Saudi Arabia, OPEC’s informal leader, urged Russia to significantly reduce its hitherto oil output to prevent further drops in prices. These essentially come as a result of intensified production by the world’s leaders. Since October, oil prices decreased by one-third while as early as at the beginning of December a barrel of Brent crude oil hit all-year low under 60 dollars. During the 175th Meeting of the OPEC Conference, held on December 6-7 in Vienna, member states reached an agreement to cut output. And yet this issue needed to be agreed with Russia. During the two-day summit in Vienna, Russia’s Energy Minister Alexander Novak made a short flight to Russia in order to meet Putin and discuss Moscow’s involvement in reducing oil output.
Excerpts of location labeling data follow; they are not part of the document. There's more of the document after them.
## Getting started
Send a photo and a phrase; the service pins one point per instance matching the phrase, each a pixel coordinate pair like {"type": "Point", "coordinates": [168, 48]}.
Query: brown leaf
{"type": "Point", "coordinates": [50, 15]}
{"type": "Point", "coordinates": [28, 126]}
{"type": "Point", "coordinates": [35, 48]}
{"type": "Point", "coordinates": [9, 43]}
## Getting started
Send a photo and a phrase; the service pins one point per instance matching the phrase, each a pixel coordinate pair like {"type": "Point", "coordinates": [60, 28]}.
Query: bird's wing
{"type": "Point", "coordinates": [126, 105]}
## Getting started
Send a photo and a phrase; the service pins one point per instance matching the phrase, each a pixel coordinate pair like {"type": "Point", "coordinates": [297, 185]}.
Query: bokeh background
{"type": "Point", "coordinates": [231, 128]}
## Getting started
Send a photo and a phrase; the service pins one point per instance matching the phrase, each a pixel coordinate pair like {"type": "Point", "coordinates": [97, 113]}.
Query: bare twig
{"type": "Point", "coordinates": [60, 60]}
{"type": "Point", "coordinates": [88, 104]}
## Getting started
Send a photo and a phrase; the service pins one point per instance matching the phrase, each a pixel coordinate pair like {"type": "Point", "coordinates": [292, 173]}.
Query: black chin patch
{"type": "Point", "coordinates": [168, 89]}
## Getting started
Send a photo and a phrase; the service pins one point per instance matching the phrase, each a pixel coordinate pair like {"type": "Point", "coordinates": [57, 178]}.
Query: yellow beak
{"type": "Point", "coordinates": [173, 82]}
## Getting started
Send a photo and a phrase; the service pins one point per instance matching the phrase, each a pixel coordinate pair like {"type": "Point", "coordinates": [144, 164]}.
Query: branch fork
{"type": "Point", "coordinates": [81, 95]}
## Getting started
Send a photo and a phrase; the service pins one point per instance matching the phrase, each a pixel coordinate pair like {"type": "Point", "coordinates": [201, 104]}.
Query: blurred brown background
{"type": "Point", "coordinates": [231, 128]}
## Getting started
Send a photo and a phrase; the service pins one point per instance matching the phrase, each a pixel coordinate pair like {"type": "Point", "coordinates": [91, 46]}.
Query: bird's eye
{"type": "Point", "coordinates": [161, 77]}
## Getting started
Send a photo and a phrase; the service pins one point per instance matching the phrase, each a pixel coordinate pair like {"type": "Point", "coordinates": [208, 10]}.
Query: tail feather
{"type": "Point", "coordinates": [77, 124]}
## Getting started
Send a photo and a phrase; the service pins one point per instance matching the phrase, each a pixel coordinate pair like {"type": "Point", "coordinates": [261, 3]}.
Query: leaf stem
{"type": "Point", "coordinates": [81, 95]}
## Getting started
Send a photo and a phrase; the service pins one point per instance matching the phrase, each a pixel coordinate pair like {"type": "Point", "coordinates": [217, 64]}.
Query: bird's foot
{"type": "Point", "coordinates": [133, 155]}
Finally, OPEC and their non-OPEC allies determined to cut production by 1.2 million barrels per day. In the light of the deal, OPEC members are bound to reduce its output by 800,000 barrels per day while Russia and non-OPEC countries committed themselves to decrease production by 400,000 barrels. Furthermore, they accepted the October 2018 production level as a baseline. According to the agreement, OPEC countries may cut crude output by 3 percent while their allies are expected to reduce supply by 2 percent. Iran, Libya, and Venezuela have all secured the cutting oil production under the deal.
Riyad aims to tighten its cooperation with Moscow while making it more institutionalized, which was rather strongly regretted by OPEC’s smaller members as they feel marginalized. Yet it was Russia that managed to do the best deal. It agreed to cut output by 230,000 barrels a day from its October output level of 11.42 million. In such a manner, that would reduce its production to 11.19 million barrels a day. This is only 15,000 barrels below its initial 2016 baseline, thus when OPEC+ was founded, meaning a cut of just 1 percent. Contrast that with OPEC member Algeria, which produces around a tenth as much oil as Russia, is now expected to produce 1.023 million barrels a day. That is a cut of 66,000 per day or 6.1 percent below the 2016 baseline when OPEC+ was established.
Russian firms may even find it profitable to limit oil output; due to weather conditions, oil production in Russia traditionally hits its low between March and May. Last year was very successful for Russian companies. Oil’s all-time high stems from rising prices, as they reached the top in the autumn of this year, and reduced production due to OPEC+ regulations adopted in June. Combined profit of Russia’s three largest companies jumped by 40 percent, amounting to 13.9 trillion roubles. The net profit has almost doubled as it hit as much as 1.2 trillion roubles. Rosneft, the country’s most indebted company, took advantage of the cash inflow to reduce its financial liabilities by 12 billion dollars. Given Russia’s current tax system and the rouble’s weak exchange rate, companies may be able to withstand extremely low oil prices, which amount even to 15 dollars per barrel, even for many years. Naturally, this will look different if one takes into account the state budget. Russian Finance Minister Anton Siluanov said that Russia will need an oil price of about $40 a barrel to balance its budget in 2019.